Restored
I'm seeing images everywhere again. This is refreshing, and a relief. I'm reading a book called Why People Photograph, and just last night I read an essay that discussed artists losing their way, and those who get so lost they never make it back. That is one of my biggest fears. I go through dormant periods like anyone, but at those times I become passionately afraid that the dormancy will last forever and my gear will grow dusty, and someday I will have to just throw it all out (because digital gear, as we all know, goes vintage about 30 seconds after you pay for it). And when that happens there will be a giant hole in who I am. And how on earth would I fill that? It's been a part of my life for so long now, is there anything that could even replace it? Thinking about this gives me the willies.
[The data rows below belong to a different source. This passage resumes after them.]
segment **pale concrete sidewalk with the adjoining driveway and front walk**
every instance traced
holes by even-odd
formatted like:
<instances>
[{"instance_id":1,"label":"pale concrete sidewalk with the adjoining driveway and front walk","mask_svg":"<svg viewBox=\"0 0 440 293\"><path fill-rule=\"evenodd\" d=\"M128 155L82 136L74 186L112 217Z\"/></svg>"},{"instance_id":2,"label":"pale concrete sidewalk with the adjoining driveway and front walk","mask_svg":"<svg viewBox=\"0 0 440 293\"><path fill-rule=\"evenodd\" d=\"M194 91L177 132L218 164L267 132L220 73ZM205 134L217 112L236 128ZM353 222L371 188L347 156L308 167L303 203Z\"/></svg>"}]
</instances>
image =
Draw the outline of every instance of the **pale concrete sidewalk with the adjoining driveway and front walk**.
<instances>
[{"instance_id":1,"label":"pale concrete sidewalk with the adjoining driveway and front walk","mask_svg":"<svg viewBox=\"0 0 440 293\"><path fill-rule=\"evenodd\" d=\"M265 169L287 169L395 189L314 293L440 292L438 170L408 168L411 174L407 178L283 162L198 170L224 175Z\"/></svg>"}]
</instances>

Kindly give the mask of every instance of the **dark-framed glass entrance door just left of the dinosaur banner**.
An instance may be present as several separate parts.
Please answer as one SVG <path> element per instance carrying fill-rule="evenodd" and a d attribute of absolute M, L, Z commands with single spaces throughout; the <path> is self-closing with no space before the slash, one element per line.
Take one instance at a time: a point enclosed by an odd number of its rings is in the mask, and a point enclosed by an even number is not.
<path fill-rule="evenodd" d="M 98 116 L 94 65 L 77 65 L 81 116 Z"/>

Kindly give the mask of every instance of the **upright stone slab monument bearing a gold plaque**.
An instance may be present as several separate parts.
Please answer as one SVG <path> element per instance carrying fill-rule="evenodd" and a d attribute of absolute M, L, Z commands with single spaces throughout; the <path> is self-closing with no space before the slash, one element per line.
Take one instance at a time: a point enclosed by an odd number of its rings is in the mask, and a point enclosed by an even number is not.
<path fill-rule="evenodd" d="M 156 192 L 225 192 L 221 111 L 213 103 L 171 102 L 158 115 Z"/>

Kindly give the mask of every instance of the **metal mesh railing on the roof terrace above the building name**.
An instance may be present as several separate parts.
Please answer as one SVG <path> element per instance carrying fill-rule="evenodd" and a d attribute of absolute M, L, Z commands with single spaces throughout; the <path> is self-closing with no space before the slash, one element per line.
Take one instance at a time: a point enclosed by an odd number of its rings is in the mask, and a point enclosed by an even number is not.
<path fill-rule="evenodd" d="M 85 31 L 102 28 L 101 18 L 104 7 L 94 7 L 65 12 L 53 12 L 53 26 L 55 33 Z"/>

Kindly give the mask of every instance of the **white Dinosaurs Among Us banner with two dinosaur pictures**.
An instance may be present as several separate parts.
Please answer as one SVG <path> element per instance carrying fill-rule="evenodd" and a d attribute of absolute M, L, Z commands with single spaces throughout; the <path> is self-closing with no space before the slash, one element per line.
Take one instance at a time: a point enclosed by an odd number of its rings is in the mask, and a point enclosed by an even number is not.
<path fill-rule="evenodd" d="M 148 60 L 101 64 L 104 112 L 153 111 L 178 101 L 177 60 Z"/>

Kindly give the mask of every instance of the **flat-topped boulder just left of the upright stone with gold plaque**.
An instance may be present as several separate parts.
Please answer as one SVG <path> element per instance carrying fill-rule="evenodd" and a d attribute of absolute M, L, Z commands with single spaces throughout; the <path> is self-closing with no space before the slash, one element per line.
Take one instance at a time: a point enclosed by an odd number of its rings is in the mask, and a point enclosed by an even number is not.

But it's back now, which means I haven't lost it yet, and for that I'm grateful. It's back just in time for me to capture Zoe's new experiences of kindergarten and soccer, and my nephew's football games (at which the above was taken...my niece ambling down the bleachers while looking for her brother on the field). It's back just in time for me to really experience Camp Shutter Sisters, which is a month away. It's back just in time for me to stop worrying already, and just shoot.
I once was lost, but now am found. Was blind, but now I see.
-John Newton
Labels: emma, musings, photography
2 Comments:
I'm counting on Camp to be EXTREMELY inspiring. Hurrah!
I know...I can't wait! Every time I think about it, I start wiggling in my chair like a little kid.